2. A side job at a competitor can be a ground for dismissal
Separately from disruption of the main job, if a side job is carried out in an area that competes with the company, it constitutes a ground for dismissal in itself, regardless of whether company rules exist. This is because an employee owes a duty of good faith, as an ancillary obligation under the employment contract, not to infringe the employer's legitimate interests, and at the core of that duty lies the non-compete obligation.

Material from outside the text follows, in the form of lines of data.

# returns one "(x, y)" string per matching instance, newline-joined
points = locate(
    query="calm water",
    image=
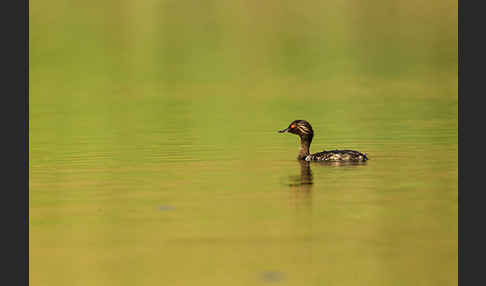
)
(153, 163)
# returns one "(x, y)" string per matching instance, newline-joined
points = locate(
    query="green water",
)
(155, 157)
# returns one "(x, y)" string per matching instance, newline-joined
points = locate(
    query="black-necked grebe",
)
(305, 132)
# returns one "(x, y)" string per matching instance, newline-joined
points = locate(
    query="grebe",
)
(305, 132)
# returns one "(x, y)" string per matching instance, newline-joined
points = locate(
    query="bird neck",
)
(304, 147)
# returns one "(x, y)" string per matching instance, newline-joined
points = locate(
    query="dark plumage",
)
(304, 130)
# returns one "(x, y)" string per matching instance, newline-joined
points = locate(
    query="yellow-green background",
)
(154, 156)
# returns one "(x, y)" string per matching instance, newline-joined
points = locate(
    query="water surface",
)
(155, 157)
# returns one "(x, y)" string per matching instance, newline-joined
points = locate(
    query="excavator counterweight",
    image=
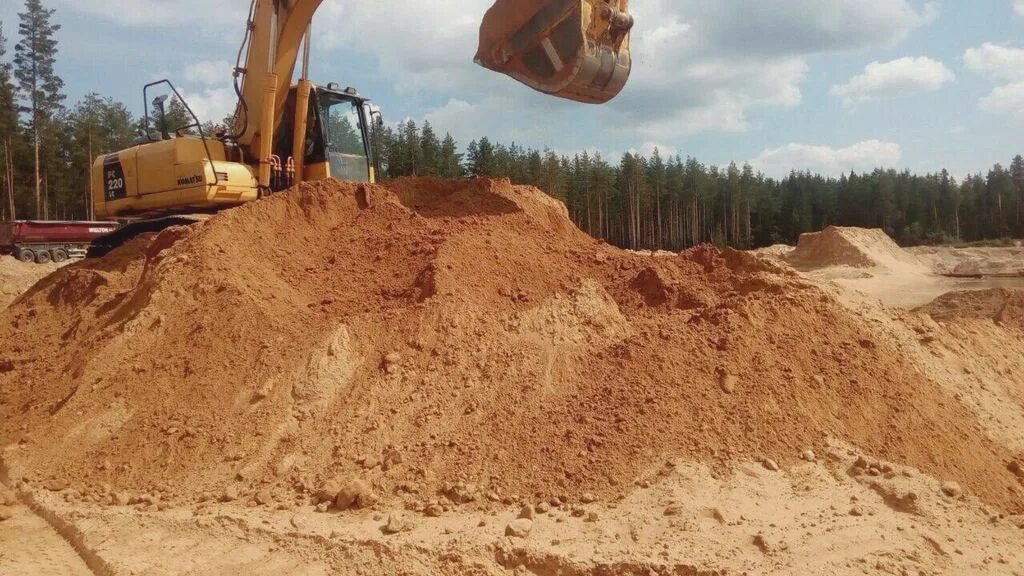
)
(576, 49)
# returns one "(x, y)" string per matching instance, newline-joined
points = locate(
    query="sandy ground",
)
(16, 277)
(839, 511)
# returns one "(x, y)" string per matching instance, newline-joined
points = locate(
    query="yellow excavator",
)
(285, 133)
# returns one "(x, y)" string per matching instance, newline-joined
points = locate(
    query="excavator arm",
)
(577, 49)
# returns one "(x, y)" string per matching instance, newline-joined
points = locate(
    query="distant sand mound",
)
(1000, 304)
(444, 339)
(855, 247)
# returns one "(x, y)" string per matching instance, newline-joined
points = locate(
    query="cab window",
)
(345, 144)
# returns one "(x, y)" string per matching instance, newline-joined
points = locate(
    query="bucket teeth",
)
(576, 49)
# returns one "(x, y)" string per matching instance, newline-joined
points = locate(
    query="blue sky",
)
(827, 86)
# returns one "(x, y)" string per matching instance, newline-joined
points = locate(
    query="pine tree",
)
(94, 127)
(429, 151)
(1017, 173)
(450, 161)
(41, 87)
(8, 128)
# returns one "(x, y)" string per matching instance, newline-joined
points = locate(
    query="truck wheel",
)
(26, 255)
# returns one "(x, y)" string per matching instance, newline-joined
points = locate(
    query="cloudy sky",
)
(827, 86)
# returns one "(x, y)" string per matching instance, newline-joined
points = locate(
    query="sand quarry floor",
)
(435, 377)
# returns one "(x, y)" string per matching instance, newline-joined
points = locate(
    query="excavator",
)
(285, 133)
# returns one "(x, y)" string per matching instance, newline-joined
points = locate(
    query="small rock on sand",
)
(264, 498)
(395, 524)
(727, 381)
(229, 494)
(519, 528)
(56, 485)
(356, 494)
(328, 492)
(1016, 468)
(952, 490)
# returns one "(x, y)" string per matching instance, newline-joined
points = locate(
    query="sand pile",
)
(1003, 305)
(438, 338)
(16, 277)
(854, 247)
(972, 262)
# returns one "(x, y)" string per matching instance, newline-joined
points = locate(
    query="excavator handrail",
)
(198, 125)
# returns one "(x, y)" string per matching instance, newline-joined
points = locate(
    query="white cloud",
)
(1006, 99)
(896, 78)
(995, 62)
(211, 104)
(164, 13)
(698, 66)
(209, 73)
(647, 149)
(822, 159)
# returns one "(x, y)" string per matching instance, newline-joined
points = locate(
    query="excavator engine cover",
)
(577, 49)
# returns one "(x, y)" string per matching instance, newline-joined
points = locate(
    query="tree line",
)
(636, 201)
(671, 202)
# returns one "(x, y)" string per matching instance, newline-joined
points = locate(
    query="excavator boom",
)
(576, 49)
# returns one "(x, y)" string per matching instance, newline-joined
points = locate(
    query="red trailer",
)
(50, 241)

In a case where a weekly news magazine reporter, during an internal disciplinary dispute, set up a company that published a competing outlet together with colleagues and personally acted as its representative director and publisher, the Supreme Court held that the act of publishing the competing outlet constituted a separate ground for dismissal amounting to a breach of the non-compete obligation, and that it reached a degree at which continuing the employment relationship was difficult under generally accepted social norms, so the dismissal was not an abuse or deviation of disciplinary discretion (Supreme Court, Judgment of Sep. 27, 2012, 2010Da99279). The moment a side job reaches into the territory of a competitor, even if the company rules do not expressly prohibit it, that side job can be seen as falling outside the realm of private life.
[1] First instance: Seoul Administrative Court 2021GuHap76484, plaintiff lost; the appellate court maintained the result, and it was finalized by the Supreme Court's dismissal of the appeal without review, 2024Du42932.
[2] First-instance judgment; whether an appeal was filed is unconfirmed.